В центре печати был изображен Журавль, держащий в клюве извивающуюся змею. Впрочем, качество изображения было такое, что птица, запросто, могла оказаться и цаплей, и аистом и даже страусом, но судя по прозвищу боярина, это, все-таки, был журавль. По краю печати имелась надпись, но в колеблющемся свете двух лучин разобрать ее было совершенно невозможно. Текст же на пергаменте был краток и категоричен: "Как будто я сам приказываю".

— Мандат. — Произнес Мишка вслух.

— Что? — не понял Алексей.

— Здесь написано: "Как будто я сам приказываю". — Объяснил Мишка. — Но не сказано, кому эта грамота дана, любой ей пользоваться может. И обрати внимание: пергамент не новый, скорее всего, достался в наследство от Ионы, а тому от предыдущего смотрящего.

— Это что же, я с этой грамотой могу явиться куда угодно и приказывать?

— Туда, где нового смотрящего еще не видели — да. В острог за мостом, например, не сможешь — новый смотрящий туда уже заезжал.

— А сюда? — Алексей ткнул пальцем в карту. — Как думаешь?

— Если он ехал из Крупницы, то вряд ли — село далеко в стороне стоит.

— Ага! А пути до него от острога — всего лишь день, я подсчитал.

— Ты что, хочешь целое село отсюда увести? Так бесполезно же! Поля не сжаты, огороды не убраны, чем холопов до нови кормить будешь?

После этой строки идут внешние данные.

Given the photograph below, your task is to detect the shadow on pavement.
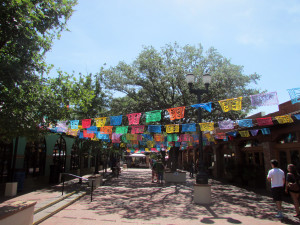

— Не я их кормить буду, а ратнинская сотня. Просто так они сюда не пойдут, а за хорошей добычей — с радостью. Обзавидовались же куньевской удаче! Короче, Михайла, давай Корнею грамотку писать. Утром, вместе с ранеными и отправим. Через болото идти — полдня, потом, даже если взять двух сменных коней, в дороге все равно один раз заночевать придется. Так что, грамотку Корней получит только послезавтра. Поднять в седло желающих сходить за добычей, да дойти сюда — дня два-три. Вместе, считай, дней пять. Давай-ка, бери писарскую снасть и пиши. "От Алексея Корнею…".

Мишка развернул один лист бумаги, придавил его края, чтобы не скручивался, шкатулкой и латной рукавицей, откупорил чернильницу. Сам удивляясь тому, как ожили рефлексы более, чем сорокалетней давности, обмакнул перо в чернила и скребанул кончиком пера по краю чернильницы, чтобы согнать излишки чернил и не уронить на бумагу кляксу. Вспоминая, ненавидимые в первых классах школы, уроки чистописания, вывел: "От Алексея Корнею…".

Казалось бы: что такое несколько рядов черточек и закорючек расположенных на желтовато-сером листе? Ну, обозначают они буквы славянского алфавита, придуманного много лет назад монахами Кириллом и Мефодием, ну, складываются они для знающего грамоту в слова и предложения… Но вот, окажется этот листок в руках сотника, и примут на свои спины строевые кони привычную тяжесть всадников и ратного железа, и останутся стоять у ворот женщины, провожая взглядами отцов, мужей, братьев, осеняя их в спину крестным знамением или шевеля губами в наговоре, отводящем беду от защитника и кормильца, от сыночка-кровиночки, от лады ненаглядного. А потом, где-то там, куда унесли ратнинских мужей боевые кони, вырвутся из ножен клинки, изогнут тугие плечи луки, и уставятся смертельными жалами копья в других кормильцев, кровиночек и ненаглядных.